My hair dryer is a fire hazard. I find the smallest tool; try to clean out the lint. There is no cleaning out the lint. The small things weave into me, how if I can edge out the small dust particles until the holes are clear, this hand-held miracle will be restored to full power. But we are done. I am scanning for new dryers and texting my friend who I grew up with and she is telling me the one to buy. And I am clicking buy.
Life moves relentlessly forward while we recount what does not last: dryers, dogs, a bother-in-law, a grandma, a friend, an uncle. How one minute they were here with their idiosyncrasies and then their breath slowed and fought to linger on but didn’t win. And it’s silly and stupid to talk about the hair dryer in the same line as my friend or my dog. I won’t miss the hair dryer. I’ll love the power of the new one. But shouldn’t we take a moment and applaud how I learned to slow down enough to love blow drying my youngest daughter’s hair?

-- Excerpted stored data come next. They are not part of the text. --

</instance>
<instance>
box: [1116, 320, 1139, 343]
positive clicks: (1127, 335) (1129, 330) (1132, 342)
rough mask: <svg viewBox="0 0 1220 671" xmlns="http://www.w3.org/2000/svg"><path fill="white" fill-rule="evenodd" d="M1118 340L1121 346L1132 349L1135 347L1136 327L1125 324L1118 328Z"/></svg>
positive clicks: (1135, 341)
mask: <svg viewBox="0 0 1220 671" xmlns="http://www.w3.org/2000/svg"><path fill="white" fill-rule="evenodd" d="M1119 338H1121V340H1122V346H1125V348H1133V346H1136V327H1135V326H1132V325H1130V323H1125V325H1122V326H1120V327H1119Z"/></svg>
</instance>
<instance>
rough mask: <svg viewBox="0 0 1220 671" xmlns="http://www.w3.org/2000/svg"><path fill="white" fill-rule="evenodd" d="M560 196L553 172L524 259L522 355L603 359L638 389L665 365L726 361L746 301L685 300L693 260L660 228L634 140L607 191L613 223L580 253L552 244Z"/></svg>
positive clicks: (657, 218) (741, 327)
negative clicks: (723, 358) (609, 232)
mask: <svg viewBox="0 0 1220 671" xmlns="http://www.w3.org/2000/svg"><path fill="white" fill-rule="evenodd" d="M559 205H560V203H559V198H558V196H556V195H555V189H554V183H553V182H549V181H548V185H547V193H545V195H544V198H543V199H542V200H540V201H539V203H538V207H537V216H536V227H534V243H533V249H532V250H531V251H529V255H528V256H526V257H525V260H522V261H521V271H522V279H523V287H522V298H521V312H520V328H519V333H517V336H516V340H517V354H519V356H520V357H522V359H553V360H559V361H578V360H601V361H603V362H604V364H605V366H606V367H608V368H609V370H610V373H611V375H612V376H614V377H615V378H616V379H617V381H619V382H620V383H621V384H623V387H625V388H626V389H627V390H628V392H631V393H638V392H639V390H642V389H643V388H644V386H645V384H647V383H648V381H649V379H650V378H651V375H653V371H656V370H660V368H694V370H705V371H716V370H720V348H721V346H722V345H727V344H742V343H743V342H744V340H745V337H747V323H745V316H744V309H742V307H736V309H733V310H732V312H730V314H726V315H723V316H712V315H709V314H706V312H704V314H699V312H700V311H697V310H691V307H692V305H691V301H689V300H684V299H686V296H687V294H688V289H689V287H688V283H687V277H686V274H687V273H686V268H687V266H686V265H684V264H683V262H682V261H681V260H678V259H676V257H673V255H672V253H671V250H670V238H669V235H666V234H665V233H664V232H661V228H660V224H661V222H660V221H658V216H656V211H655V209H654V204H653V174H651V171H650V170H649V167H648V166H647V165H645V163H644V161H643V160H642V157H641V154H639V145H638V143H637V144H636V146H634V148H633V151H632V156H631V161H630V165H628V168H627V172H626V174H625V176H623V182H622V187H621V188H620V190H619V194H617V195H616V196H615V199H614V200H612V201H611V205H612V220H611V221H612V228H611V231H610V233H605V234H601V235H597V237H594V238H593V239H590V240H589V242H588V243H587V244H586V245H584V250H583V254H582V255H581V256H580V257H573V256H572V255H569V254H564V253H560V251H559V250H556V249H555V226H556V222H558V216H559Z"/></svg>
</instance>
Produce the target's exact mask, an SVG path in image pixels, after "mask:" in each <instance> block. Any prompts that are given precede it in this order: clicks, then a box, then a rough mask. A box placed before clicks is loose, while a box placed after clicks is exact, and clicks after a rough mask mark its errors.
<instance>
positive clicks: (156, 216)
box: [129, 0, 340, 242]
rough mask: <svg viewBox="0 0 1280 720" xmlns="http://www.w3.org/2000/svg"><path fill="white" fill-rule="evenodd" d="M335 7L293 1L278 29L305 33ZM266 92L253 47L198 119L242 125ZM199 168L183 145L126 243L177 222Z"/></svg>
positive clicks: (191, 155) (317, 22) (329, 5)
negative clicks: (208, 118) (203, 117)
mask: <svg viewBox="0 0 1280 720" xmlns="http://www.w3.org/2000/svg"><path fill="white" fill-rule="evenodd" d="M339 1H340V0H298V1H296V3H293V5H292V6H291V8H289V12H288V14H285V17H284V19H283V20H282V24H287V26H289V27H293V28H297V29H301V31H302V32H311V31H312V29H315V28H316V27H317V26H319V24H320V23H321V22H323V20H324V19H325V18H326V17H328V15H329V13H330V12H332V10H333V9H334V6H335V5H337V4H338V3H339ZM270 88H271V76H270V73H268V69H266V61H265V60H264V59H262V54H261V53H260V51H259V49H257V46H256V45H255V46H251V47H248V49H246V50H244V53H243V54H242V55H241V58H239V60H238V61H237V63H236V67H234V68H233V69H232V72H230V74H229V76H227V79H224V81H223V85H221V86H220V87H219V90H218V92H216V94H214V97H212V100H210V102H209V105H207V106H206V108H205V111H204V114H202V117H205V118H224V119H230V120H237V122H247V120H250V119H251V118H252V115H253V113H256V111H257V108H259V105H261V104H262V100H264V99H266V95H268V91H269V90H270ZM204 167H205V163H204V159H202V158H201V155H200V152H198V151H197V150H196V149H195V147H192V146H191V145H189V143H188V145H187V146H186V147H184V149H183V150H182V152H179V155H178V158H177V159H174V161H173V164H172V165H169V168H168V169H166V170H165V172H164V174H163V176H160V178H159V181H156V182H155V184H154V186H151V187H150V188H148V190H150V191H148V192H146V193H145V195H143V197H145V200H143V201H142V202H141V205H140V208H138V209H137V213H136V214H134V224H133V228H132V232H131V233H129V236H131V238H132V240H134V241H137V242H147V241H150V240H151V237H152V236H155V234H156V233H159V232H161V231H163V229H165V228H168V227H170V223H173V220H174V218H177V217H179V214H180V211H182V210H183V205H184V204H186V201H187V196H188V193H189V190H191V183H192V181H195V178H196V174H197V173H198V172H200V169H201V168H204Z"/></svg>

Can’t we talk about the smallest tools and how they add to our days? How the vacuum cleaner gave me respite on Friday as I cleaned up the remnants of my old dog’s life? How the now-clean blanket he laid upon sits folded next to his dog bed, how it gives me pleasures to see these tools he will no longer use? How this year we retired the handmade cutting board my brother-in-law made for us? That we tossed the handmade bed frame he made for us, how it made a small thud as it joined the pile of dead trees at the recycling plant. How long it took to take the bed frame out of storage and add it to the SUV for the dump run?
We are never out of tales and they live inside our breath until we take the very last breath. My new hair dryer is being put in a box somewhere and it will soon sit in my hand as I dry my 13-year-old’s hair. I will love it for its efficiency but more so for the way it makes me notice these moments that won’t come around to greet me again. It takes 5 minutes to dry her hair. I dry it well enough.